Unlike the Swedish locomotives featured in yesterday's blog, the "Turbomotive" looked fairly conventional. The steam turbine was at the front driving the front pair of coubled wheels.
The engineers amongst our readers will spot six input nozzles at the top, and the large rectangular output manifold to the left of the turbine.

William Stanier retired in 1944 an in 1947 the railways were nationalised. At about the time that the London Midland Region of British Railways was beginning to wonder whther the unique 6202 (now 46202) made economic sense as a one-off, a small toy company was creating an equally stunning revolution in its workshops in Richamond, Surrey.

The company was Rovex and it was manufacturing a train set in moulded plastic.
The train set sold out almost instantly. It consisted of a locomotive (A Princess, of course, named Princess Royal), two coaches, an oval of tract and a transformer/controller.

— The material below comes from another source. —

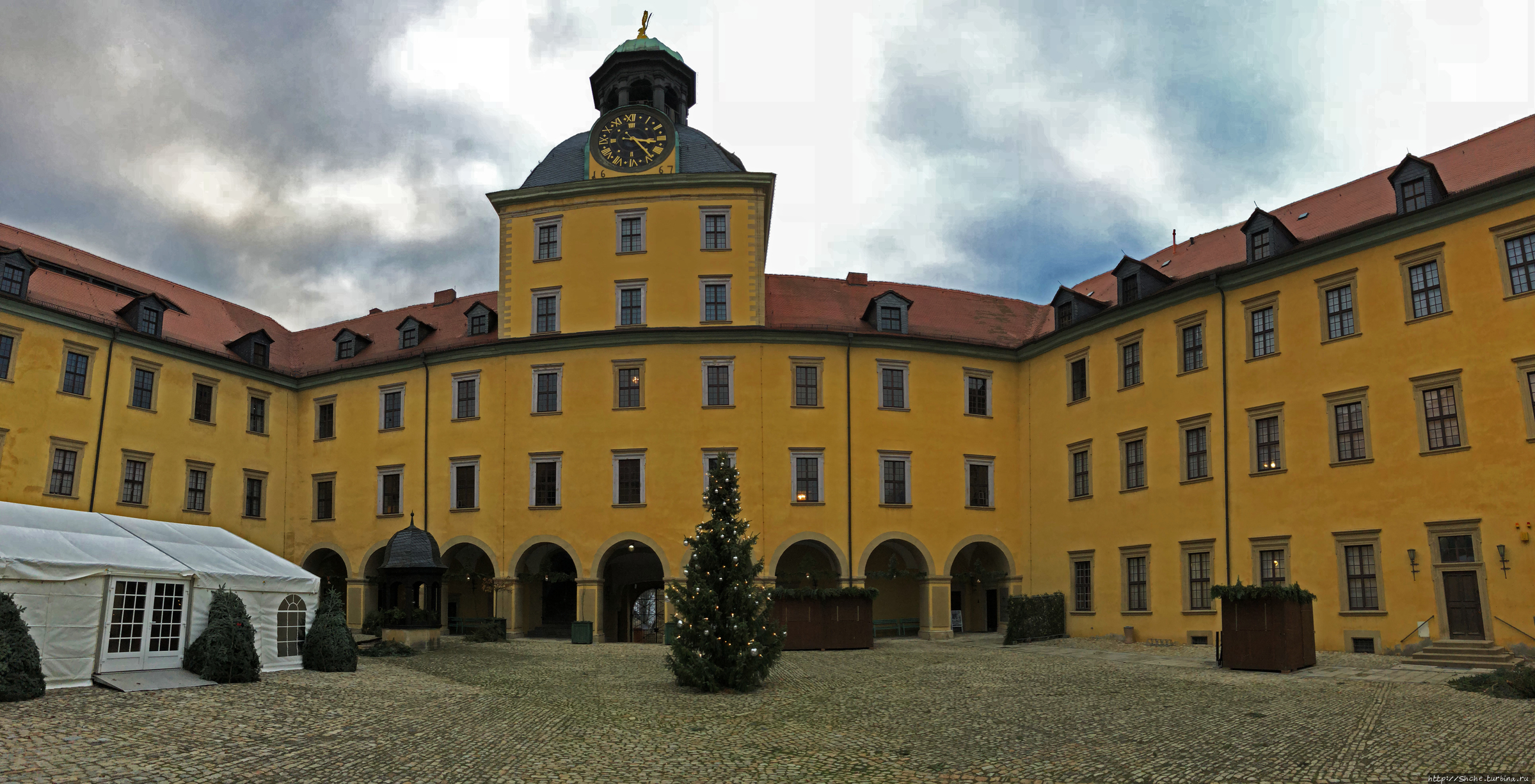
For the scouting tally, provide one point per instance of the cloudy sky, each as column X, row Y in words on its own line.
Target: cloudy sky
column 314, row 160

Even the wheels were plastic with metal reserved for the motor and the gearing. Electrical pick-up was this not via the wheels but via two ugly and crude rollers.
Later the rollers were replaced by two slightly more ugly plungers.
The pick-up was, consequently, somewhat unreliable! No matter, the new owners were thrilled with their acquisitions.

The very early coaches, as well as being hopelessly short in scale, were famed for warping. fbb had two such in his first ever second hand train set.
The plastic was changed to polystyrene, conventional pick-up via metal wheels (solid, if course, no see though spokes!) and extra valve gear was added.

It was getting better but still at least one inch short of scale length. Ultimately it acquired see-through wheels.
Under the Triang Hornby regime a revised model appeared, looking so much better again.
Sadly, the full sized 46202 had far less longevity that Triang Hornby's model.

Suffice it to say that the London Midland Region rebuilt the Turbomotive as a conventional cylinder driven loco and named it Princess Anne.
More tomorrow.

Time Traveller's Tweet
From a home in Wigan, brought back  from 2050 by a certain Dr Who.
The Tweet reads:-

"That's the last of those I bought way back in March 2020"

 Next Princess blog : Saturday 21st March 


  1. The Traffic Commissioners don't have the power to change or suspend the legislation within which they work. There is also an ongoing battle with DVSA/DfT to get enough staff to carry out all of the TC's duties - read their annual reports. The new statement goes about as far as they can while still observing the law.

  2. One TC has accepted that these are unusual times, and has agreed that operators may, if they are simply substituting a Saturday timetable for a Monday-Friday timetable, provide details of the route and the registration number, and this will be acceptable.
    This is no different to the arrangements that currently apply during the festive period, whereby one existing timetable can be substituted for another on specific dates.

    I read (or tried to read) the STC's document; and skimmed it until I got to clause 26, and skimmed the rest!! Appalling . . . it should be passed to the Campaign for Plain English!!